Thursday, January 1, 2015

Silence is Golden


                Last night I decided to commit an hour or two of rare quiet time to finishing a book that I've been working on through Advent and Christmas.  I need silence when I read if I’m to have any chance of absorbing the words on the page.  But I’m also at that stage of life when silence tops the endangered species list.  With work, kids, animals and Church, my life is very full, very active and very noisy.  So for me, as my father used to say, “Silence is golden.” 

Yet, the approaching New Year beckoned for a new beginning, including beginning a new book, so I set myself to my task and diligently finished The Strangest Way by Father Robert Barron.  Having completed my last-minute Old Year’s Resolution, I went upstairs to rummage through the books on my nightstand to decide which one would christen the New Year.  When what to my wondering eyes should appear, but another unfinished book that had gotten lost in the pile of untrod texts.  I’m not sure why or when I stopped reading The Way of the Pilgrim – I only had five pages to go – but there it sat, unfinished.  With the New Year closing in on me fast, I got to reading. 

The point in the book where I had left off was talking about the value of the contemplative life, which can only be realized in silence.  Contrary to modern usage, contemplation isn't “thinking about something.”  Rather, in the words of the 11th Century Prior, Guigo, contemplation is the “lifting up of the heart to God.”  In other words, contemplation is listening to God with our hearts.  And if we really want to listen to God, we need silence, and we need to be silent. 

For a fairly noisy person who talks a lot, I have an uncharacteristic appreciation of silence.  I think I’m an early bird largely because the wee hours of the morning are the quietest moments of my day.  I love long, earbudless walks in the woods with nothing more than the sounds of wind rustling through the trees, birds singing and the jostling of my dogs’ collars reaching my ears.  When I exercise (if I exercise), I swim, where all sound is muted and muffled by the deep, clear waters of our local pool.  When I need to solve a problem, I retreat to the silence of my office.  I think best in silence; I relax best in silence; and I pray best in silence.

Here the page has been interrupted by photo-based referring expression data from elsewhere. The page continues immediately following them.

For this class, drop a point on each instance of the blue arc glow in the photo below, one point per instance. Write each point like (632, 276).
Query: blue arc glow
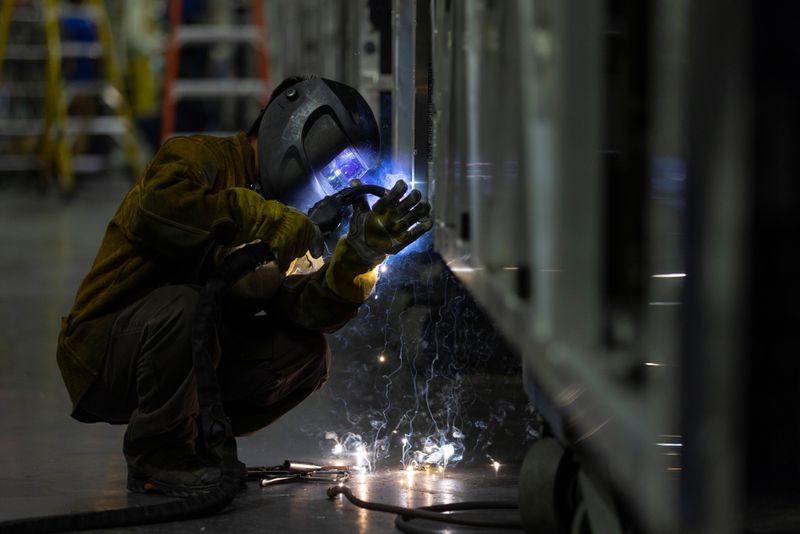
(343, 168)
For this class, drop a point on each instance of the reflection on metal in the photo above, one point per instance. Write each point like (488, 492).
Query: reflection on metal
(404, 20)
(536, 122)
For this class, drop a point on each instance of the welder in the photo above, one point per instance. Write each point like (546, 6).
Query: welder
(125, 350)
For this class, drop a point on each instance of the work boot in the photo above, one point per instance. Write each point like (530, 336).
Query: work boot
(183, 476)
(229, 449)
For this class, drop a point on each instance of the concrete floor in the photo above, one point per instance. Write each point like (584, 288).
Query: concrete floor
(50, 463)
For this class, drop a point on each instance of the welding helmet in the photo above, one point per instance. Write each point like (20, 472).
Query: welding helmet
(314, 138)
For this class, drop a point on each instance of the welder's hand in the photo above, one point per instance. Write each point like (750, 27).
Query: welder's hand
(291, 235)
(393, 223)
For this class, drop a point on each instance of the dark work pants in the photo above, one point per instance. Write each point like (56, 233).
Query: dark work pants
(264, 369)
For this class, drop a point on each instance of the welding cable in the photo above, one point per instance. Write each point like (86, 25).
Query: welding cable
(432, 513)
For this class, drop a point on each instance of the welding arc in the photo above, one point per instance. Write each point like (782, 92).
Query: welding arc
(216, 428)
(432, 513)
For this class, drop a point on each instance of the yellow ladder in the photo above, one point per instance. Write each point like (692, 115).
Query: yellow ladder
(58, 130)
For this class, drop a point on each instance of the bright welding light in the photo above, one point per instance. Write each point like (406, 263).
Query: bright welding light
(346, 166)
(447, 451)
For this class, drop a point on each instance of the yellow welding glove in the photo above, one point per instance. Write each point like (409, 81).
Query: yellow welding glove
(393, 223)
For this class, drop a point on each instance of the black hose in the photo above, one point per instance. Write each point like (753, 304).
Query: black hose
(216, 429)
(432, 513)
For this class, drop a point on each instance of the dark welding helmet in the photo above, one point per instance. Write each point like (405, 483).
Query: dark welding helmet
(314, 138)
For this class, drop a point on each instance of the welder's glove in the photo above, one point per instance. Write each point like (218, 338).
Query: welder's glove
(290, 234)
(393, 223)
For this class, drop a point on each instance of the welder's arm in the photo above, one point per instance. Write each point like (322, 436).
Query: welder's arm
(326, 300)
(181, 211)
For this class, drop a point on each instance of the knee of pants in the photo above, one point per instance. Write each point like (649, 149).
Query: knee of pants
(180, 302)
(323, 358)
(316, 355)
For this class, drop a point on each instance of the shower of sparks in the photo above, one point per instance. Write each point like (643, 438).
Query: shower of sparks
(426, 406)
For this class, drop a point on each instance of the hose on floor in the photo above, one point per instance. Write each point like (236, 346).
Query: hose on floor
(437, 512)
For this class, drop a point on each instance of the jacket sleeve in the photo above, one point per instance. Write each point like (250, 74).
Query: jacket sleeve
(178, 208)
(326, 300)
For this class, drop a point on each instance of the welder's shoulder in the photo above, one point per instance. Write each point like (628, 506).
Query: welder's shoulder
(192, 148)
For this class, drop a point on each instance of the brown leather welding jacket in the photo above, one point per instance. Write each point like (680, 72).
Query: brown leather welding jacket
(192, 199)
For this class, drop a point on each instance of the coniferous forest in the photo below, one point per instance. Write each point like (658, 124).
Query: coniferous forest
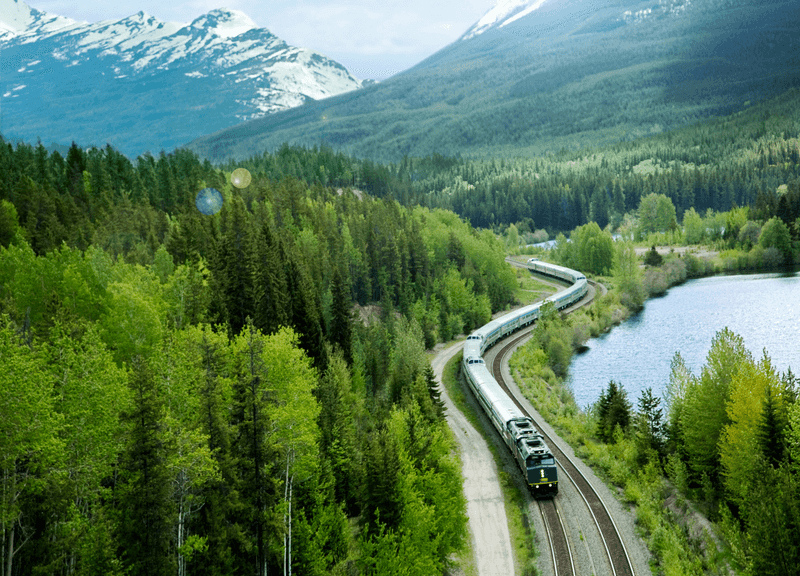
(186, 391)
(243, 392)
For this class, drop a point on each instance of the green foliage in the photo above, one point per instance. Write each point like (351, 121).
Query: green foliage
(656, 214)
(653, 258)
(693, 226)
(706, 400)
(613, 412)
(591, 250)
(628, 276)
(775, 234)
(9, 223)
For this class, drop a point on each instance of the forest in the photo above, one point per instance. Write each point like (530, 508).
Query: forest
(246, 389)
(241, 392)
(738, 160)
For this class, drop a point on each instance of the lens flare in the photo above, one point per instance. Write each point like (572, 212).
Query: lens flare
(209, 201)
(241, 178)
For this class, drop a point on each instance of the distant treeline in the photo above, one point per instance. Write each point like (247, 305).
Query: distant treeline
(241, 392)
(740, 160)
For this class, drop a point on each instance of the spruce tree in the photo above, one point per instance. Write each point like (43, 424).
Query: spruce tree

So I was pleasantly surprised to find these words quietly waiting for me within a page or two of finishing The Way of the Pilgrim:  “Silence is the mother of prayer.”  These words speak volumes to me.   I take this phrase to mean that prayer is brought to being and is nurtured by silence.  I've never been good at coming up with words when I pray.  I know the basic rote prayers, and I use them, but I stumble when I have to come up with words of my own.  So the most fulfilling prayer experiences for me involve silence – putting myself in the presence of God without saying a word.  And guess what?  I pray most often in the wee hours of the morning, on long, earbudless walks in the woods, when I’m swimming, and when I’m trying to solve a problem. 

          I've never been much for New Year’s Resolutions, and it would be much too easy (and hokey) to end this posting with a Resolution to pray more and to find more quiet time in the New Year.  I’d love to do both, but I’d rather not set myself up for disappointment.  Instead, I’ll simply hope that when I get those rare moments of silence, I’ll appreciate them:  I’ll appreciate that silence brings the opportunity to listen to God with my heart - to contemplate his Truth.  That’s why silence is golden.